Im Jahr 1984 reist Barbara Berthold nach der arrangierten Hochzeit mit einem Niederländer aus der DDR aus. Als Barbara Metselaar Berthold lebt und arbeitet sie fortan in Westberlin.

Barbara Metselaar Berthold, aus der Serie: „Hinter Glas“, 1977–84, Bild 1.

Barbara Metselaar Berthold, aus der Serie „Hinter Glas“, 1977–84, Bild 2.

Barbara Metselaar Berthold, aus der Serie „Hinter Glas“, 1977–84, Bild 3.

Barbara Metselaar Berthold, aus der Serie „Hinter Glas“, 1977–84, Bild 4.

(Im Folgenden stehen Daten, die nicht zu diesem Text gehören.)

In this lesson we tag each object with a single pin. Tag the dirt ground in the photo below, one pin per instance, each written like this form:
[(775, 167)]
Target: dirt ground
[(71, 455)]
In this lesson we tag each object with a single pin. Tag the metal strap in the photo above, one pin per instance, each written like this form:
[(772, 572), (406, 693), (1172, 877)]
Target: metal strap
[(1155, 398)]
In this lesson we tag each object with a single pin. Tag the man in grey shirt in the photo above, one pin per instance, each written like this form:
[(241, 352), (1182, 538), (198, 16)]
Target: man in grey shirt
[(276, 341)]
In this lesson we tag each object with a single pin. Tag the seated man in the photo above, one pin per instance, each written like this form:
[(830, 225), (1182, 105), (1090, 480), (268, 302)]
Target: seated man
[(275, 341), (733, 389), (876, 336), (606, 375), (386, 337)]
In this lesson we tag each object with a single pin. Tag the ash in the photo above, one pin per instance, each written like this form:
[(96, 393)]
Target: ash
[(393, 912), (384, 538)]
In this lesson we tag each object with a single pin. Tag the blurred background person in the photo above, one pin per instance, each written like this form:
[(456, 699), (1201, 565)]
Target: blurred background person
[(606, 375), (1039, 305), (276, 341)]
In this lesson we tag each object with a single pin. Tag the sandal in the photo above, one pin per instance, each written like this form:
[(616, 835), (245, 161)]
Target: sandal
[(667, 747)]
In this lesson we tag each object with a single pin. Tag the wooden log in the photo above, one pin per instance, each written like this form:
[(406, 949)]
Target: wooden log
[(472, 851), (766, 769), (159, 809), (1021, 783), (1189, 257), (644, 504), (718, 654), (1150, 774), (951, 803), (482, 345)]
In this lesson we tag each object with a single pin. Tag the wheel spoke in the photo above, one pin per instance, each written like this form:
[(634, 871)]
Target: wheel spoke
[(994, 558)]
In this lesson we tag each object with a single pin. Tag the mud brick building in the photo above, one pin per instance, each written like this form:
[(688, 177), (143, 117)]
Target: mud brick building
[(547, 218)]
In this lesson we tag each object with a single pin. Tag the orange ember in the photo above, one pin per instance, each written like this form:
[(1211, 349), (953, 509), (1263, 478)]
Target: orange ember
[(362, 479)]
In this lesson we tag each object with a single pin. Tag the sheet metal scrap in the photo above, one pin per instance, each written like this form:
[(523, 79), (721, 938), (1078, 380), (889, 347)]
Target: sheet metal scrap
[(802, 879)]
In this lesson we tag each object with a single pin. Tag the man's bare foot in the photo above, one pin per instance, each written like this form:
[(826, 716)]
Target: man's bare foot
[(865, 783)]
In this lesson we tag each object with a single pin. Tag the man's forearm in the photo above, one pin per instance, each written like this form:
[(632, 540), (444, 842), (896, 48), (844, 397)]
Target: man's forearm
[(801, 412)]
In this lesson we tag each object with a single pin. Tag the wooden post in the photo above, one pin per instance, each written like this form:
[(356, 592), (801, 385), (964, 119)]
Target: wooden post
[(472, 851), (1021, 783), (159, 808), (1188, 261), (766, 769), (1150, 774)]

Barbara Metselaar Berthold, aus der Serie „Hinter Glas“, 1977–84, Bild 5.

Allgemeine Informationen

Titel: Hinter Glas

Medienart: Fotoserie

Fotografin: Barbara Metselaar Berthold

Jahr: 1977-1984

Umfang: 15 Fotografien

Besitzende Einrichtung: Deutsche Fotothek / Barbara Metselaar Berthold

Empfohlene Zitierweise: Barbara Metselaar Berthold: Hinter Glas. DDR 1977-1984. Abgerufen unter: https://dut-ausstellung.de/source/vom-verschwinden/.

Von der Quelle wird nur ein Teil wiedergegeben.